Docker run -e PASSWORD=<your_password> -p 8787:8787 casedugr/knowseq

In addition, KnowSeq counts with a recent shiny-based web application that allows users with no previous knowledge of programming to analyze transcriptomics data using all the functionalities available at KnowSeq. You can find more information in the following GitHub repository: https://github.com/CasedUgr/KnowSeq-ShiVer/

Contributors

Contributors are listed in the DESCRIPTION file.

Contributions

Contributions are welcomed and each PR would be reviewed by KnowSeq maintainers. Please, provide a useful description for the new contribution. PR guidelines will be added soon.

Citation

If you find KnowSeq useful and you use it in your work, please cite it as follows:

Castillo-Secilla, D., Gálvez, J. M., Carrillo-Perez, F., Verona-Almeida, M., Redondo-Sánchez, D., Ortuno, F. M., ... & Rojas, I. (2021). KnowSeq R-Bioc package: The automatic smart gene expression tool for retrieving relevant biological knowledge. Computers in Biology and Medicine, 133, 104387.
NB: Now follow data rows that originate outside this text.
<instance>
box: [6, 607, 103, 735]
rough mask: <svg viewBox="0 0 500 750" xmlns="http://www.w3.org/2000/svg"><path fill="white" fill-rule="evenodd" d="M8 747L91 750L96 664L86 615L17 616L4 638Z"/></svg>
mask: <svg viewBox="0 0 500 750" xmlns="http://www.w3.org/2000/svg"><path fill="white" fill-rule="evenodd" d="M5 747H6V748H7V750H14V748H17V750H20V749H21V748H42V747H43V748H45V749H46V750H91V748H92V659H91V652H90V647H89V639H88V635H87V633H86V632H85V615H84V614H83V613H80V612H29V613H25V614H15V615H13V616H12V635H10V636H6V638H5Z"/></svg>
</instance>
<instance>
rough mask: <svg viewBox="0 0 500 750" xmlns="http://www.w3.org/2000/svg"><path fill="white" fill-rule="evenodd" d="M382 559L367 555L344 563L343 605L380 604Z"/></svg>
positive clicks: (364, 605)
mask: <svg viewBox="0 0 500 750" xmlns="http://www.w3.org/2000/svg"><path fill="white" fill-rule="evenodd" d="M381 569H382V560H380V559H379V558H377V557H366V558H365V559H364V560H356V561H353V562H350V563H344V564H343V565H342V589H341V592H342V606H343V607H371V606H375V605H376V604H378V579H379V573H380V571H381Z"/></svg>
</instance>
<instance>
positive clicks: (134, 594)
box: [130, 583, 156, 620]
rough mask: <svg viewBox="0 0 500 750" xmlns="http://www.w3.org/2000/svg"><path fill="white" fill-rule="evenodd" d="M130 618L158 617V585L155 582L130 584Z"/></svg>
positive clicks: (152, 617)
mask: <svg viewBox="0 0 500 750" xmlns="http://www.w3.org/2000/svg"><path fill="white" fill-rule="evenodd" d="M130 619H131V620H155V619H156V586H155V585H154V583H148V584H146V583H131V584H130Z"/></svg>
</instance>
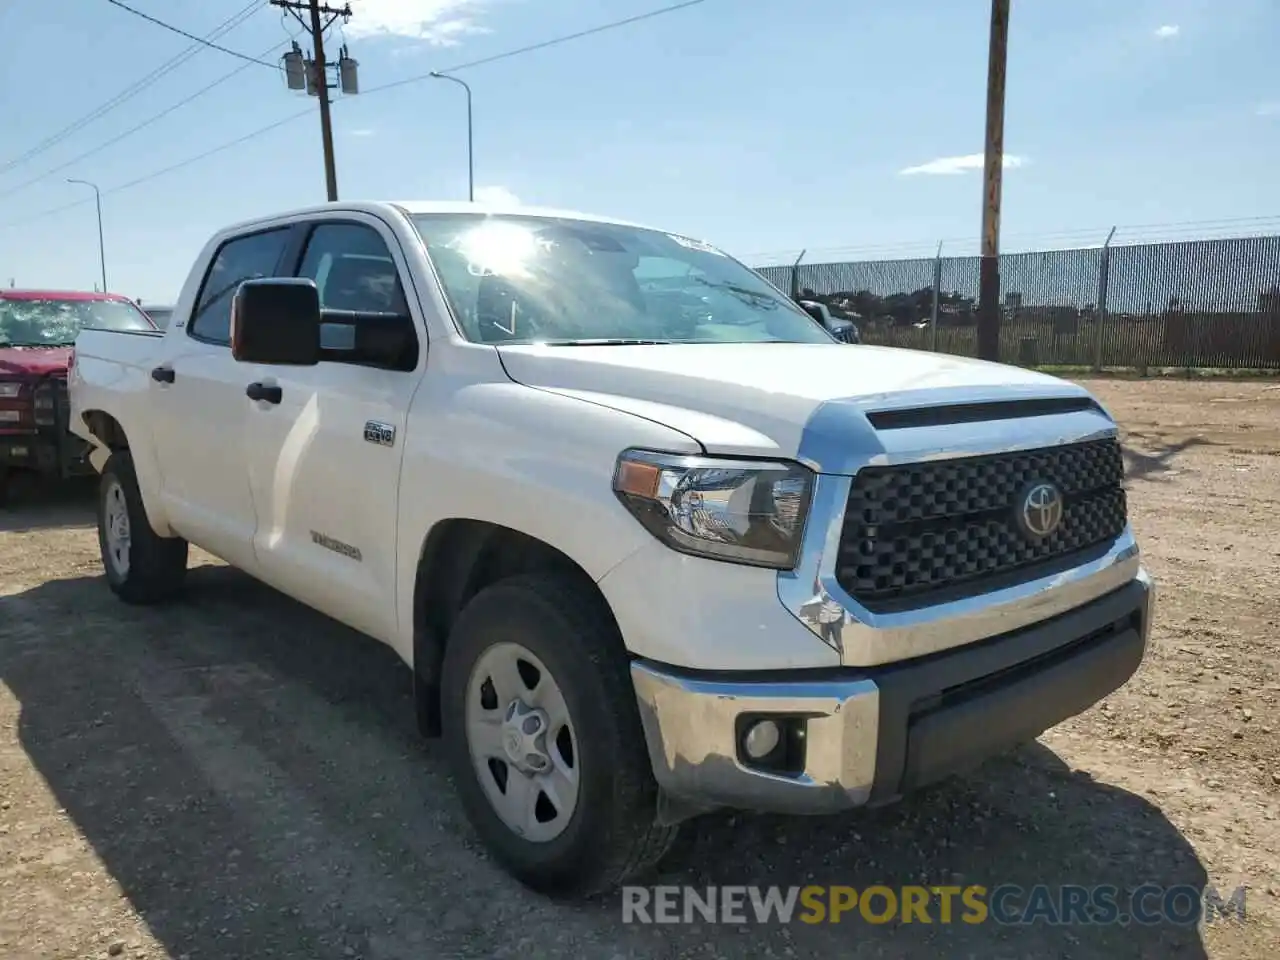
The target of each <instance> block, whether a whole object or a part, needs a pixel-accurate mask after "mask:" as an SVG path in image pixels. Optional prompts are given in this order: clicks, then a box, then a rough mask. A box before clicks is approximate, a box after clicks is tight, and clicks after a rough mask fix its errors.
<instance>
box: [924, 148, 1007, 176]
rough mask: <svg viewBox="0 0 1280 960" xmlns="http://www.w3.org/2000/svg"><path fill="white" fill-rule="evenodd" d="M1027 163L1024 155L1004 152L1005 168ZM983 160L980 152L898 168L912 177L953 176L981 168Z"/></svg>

Publications that have used Knowseq

Carrillo-Perez, F., Morales, J. C., Castillo-Secilla, D., Molina-Castro, Y., Guillén, A., Rojas, I., & Herrera, L. J. (2021). Non-small-cell lung cancer classification via RNA-Seq and histology imaging probability fusion. BMC bioinformatics, 22(1), 1-19.

References

Castillo, D., Gálvez, J. M., Herrera, L. J., San Román, B., Rojas, F., & Rojas, I. (2017). Integration of RNA-Seq data with heterogeneous microarray data for breast cancer profiling. BMC bioinformatics, 18(1), 506.
Gálvez, J. M., Castillo, D., Herrera, L. J., San Roman, B., Valenzuela, O., Ortuno, F. M., & Rojas, I. (2018). Multiclass classification for skin cancer profiling based on the integration of heterogeneous gene expression series. PloS one, 13(5), e0196836.
Castillo, D., Galvez, J. M., Herrera, L. J., Rojas, F., Valenzuela, O., Caba, O., ... & Rojas, I. (2019). Leukemia multiclass assessment and classification from Microarray and RNA-seq technologies integration at gene expression level. PloS one, 14(2), e0212127.
Gálvez, J. M., Castillo, D., Herrera, L. J., Valenzuela, O., Caba, O., Prados, J. C., ... & Rojas, I. (2019). Towards Improving Skin Cancer Diagnosis by Integrating Microarray and RNA-seq Datasets. IEEE Journal of Biomedical and Health Informatics.
Castillo-Secilla, D., Gálvez, J. M., Carrillo-Perez, F., Verona-Almeida, M., Redondo-Sánchez, D., Ortuno, F. M., ... & Rojas, I. (2021). KnowSeq R-Bioc package: The automatic smart gene expression tool for retrieving relevant biological knowledge. Computers in Biology and Medicine, 133, 104387.